Who enjoys paying bills? If you said yes, please share your secret to happiness.
For the rest of us, the user experience of paying off something like a credit card doesn’t have to aim to be fun. It just needs to make it as quick and painless as possible to get the task done.
Towards the end of last year I got my first ever credit card and of course, “there’s an app for that”. I use it almost every day to keep on top of payments but the payment flow could do with a little attention.
Amex App Payment Flow
American Express’s UI design for their app’s payment process bugs me every time I use it because I know there are a few small enhancements that could make a big difference.
Here’s how the payment process works currently:
I’ve been using the app for a few months now but it didn’t take me long to realise they could reduce the number of steps to speed up the process.
A Better Design
Here’s how I would redesign it:
There are two obvious differences from the original:
- Number of steps reduced from 5 to 3
- Visual design enhancements
Steps 1 and 3 have been removed to streamline the process, as you’ll see in the detailed explanations below.
The first step is unnecessary, so the process now starts at what was previously step 2. Off to a good start.
Why though? Pressing edit in the payment amount section simply shows all the options available. There’s no reason why the options can’t be shown immediately without having to do anything.
The edit button in the payment method section is also guilty of not being required as it only revealed a single option: “Add new card”.
I’ve also taken the opportunity to clean up the visual design. Thanks to the larger headings, each section is more distinctive. There’s a clear difference between what options are available and what aren’t. It looks nicer too.
The continue button is redundant as the process can simply advance to the next step as soon as you select your payment option.
Now that we’ve gone straight to the next step without the need to press continue, we need a way to get back, hence the addition of the “Change” action, should you change your mind.

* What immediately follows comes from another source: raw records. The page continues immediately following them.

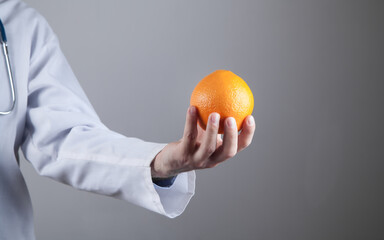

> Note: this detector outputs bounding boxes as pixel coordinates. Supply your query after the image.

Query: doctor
[0,1,255,239]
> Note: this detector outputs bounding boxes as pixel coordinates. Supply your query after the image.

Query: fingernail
[210,113,220,125]
[227,117,236,129]
[189,106,196,116]
[247,116,255,126]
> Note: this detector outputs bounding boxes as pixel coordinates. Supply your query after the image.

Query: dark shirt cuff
[152,176,177,188]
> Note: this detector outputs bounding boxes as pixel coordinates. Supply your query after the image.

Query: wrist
[151,142,182,178]
[151,150,170,178]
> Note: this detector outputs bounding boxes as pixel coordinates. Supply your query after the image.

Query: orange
[190,70,254,134]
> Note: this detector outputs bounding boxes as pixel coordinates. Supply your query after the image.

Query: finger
[238,115,255,152]
[217,134,223,147]
[194,112,220,167]
[208,117,238,166]
[181,106,198,153]
[196,123,205,142]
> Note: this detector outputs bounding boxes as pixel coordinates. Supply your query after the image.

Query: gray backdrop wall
[20,0,384,239]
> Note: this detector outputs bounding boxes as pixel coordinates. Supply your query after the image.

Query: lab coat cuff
[153,171,195,218]
[141,143,195,218]
[115,141,195,218]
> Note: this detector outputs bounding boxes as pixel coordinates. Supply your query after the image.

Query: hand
[151,106,255,178]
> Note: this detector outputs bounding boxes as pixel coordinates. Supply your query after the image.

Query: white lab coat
[0,1,195,239]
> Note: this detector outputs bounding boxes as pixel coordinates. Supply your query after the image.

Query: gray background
[20,0,384,239]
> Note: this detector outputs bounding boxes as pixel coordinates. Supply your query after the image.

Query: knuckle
[238,138,253,152]
[184,132,196,141]
[225,150,236,159]
[205,145,216,156]
[194,161,207,169]
[179,155,191,166]
[209,124,219,133]
[243,139,253,148]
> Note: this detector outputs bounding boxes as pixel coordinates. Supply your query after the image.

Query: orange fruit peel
[190,70,254,134]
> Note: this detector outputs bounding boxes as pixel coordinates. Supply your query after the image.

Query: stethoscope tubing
[0,18,16,115]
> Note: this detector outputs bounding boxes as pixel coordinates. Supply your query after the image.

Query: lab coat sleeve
[21,19,195,218]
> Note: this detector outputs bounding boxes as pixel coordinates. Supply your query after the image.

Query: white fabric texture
[0,1,195,239]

The big improvement though, is making the number entry much more obvious.
The tiny area highlighted in red is where you have to tap to enter in your security code. It doesn’t even look like an input field!
With the introduction of a familiar input field, it will be much more obvious what to do here. It’ll also be much easier to select due to the 36x larger surface area.

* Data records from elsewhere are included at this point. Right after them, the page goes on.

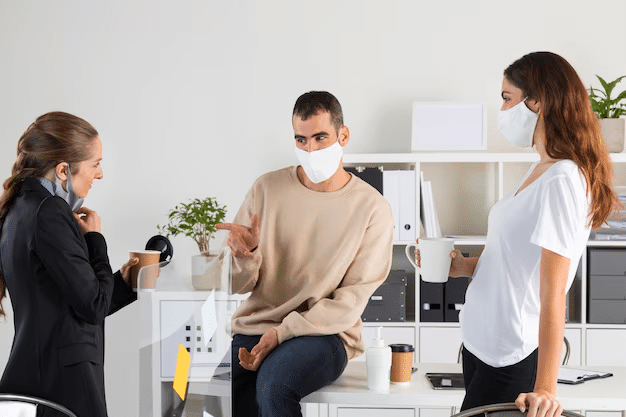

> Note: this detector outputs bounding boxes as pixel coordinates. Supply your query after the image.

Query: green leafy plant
[588,75,626,118]
[158,197,227,254]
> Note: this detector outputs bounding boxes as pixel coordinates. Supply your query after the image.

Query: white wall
[0,1,625,415]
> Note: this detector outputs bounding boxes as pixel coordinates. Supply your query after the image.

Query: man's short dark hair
[292,91,343,132]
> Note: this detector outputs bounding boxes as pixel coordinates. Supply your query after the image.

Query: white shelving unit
[341,151,626,416]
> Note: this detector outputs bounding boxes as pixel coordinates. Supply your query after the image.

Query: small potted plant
[158,197,227,290]
[589,75,626,152]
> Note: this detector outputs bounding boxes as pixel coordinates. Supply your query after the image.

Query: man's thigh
[257,334,348,398]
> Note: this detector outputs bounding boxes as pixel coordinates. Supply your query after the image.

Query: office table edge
[300,362,626,410]
[188,362,626,410]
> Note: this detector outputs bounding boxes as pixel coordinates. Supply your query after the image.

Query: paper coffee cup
[129,250,161,290]
[389,344,414,385]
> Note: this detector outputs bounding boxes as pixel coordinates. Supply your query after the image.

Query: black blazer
[0,178,136,417]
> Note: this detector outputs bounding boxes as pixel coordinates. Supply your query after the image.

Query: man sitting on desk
[216,91,394,417]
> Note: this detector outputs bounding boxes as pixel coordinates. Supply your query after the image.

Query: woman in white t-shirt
[416,52,619,417]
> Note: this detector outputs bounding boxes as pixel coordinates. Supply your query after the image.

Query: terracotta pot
[599,118,625,153]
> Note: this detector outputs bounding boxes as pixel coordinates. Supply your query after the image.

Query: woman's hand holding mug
[448,249,472,278]
[410,239,472,279]
[405,238,456,283]
[120,256,140,285]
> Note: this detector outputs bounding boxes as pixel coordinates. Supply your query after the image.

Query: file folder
[383,170,401,241]
[557,367,613,385]
[345,167,383,195]
[398,170,416,242]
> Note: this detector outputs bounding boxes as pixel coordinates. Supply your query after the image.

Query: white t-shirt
[460,159,591,367]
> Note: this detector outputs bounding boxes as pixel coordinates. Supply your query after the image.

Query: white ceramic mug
[405,238,454,283]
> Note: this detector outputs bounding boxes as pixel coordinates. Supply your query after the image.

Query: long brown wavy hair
[504,51,620,229]
[0,112,98,317]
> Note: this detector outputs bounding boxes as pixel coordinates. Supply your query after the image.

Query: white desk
[190,362,626,416]
[301,362,626,412]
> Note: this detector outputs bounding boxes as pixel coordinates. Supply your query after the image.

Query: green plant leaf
[156,197,228,253]
[590,75,626,118]
[606,76,626,98]
[596,75,608,91]
[614,90,626,103]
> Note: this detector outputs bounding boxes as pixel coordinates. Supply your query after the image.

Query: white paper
[594,234,626,241]
[423,181,441,238]
[412,102,485,151]
[201,290,218,346]
[425,182,435,237]
[558,367,611,383]
[606,220,626,230]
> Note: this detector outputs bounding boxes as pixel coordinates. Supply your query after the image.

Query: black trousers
[461,346,538,410]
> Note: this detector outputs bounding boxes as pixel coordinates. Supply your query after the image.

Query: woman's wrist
[466,257,479,276]
[533,383,557,396]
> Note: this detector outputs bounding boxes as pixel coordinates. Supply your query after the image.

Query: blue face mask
[54,164,84,212]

The last step remains the same but now happens sooner. Hooray!
What Went Wrong?
Paying bills and credit cards isn’t exactly fun, which is why the design needs to let you complete the task as quickly and easily as possible.
As demonstrated, there are only a few simple changes needed to help people do that. It begs the question, why has a huge company like American Express missed it?
When I’m looking at a design like this, I try to see if I can understand the reasons for the design decisions.
From a business point of view, Amex aren’t necessarily incentivised to improve this flow as they make money from charging interest and fees on payments not made.
It’s the only reason I can think of. I’m not saying that is the only reason but it’s possible. It could just be design and development resources are stretched thin, which can happen even in large companies. Believe me, I’ve experienced it myself.
Whatever the reason, designers need to think about the users first and foremost.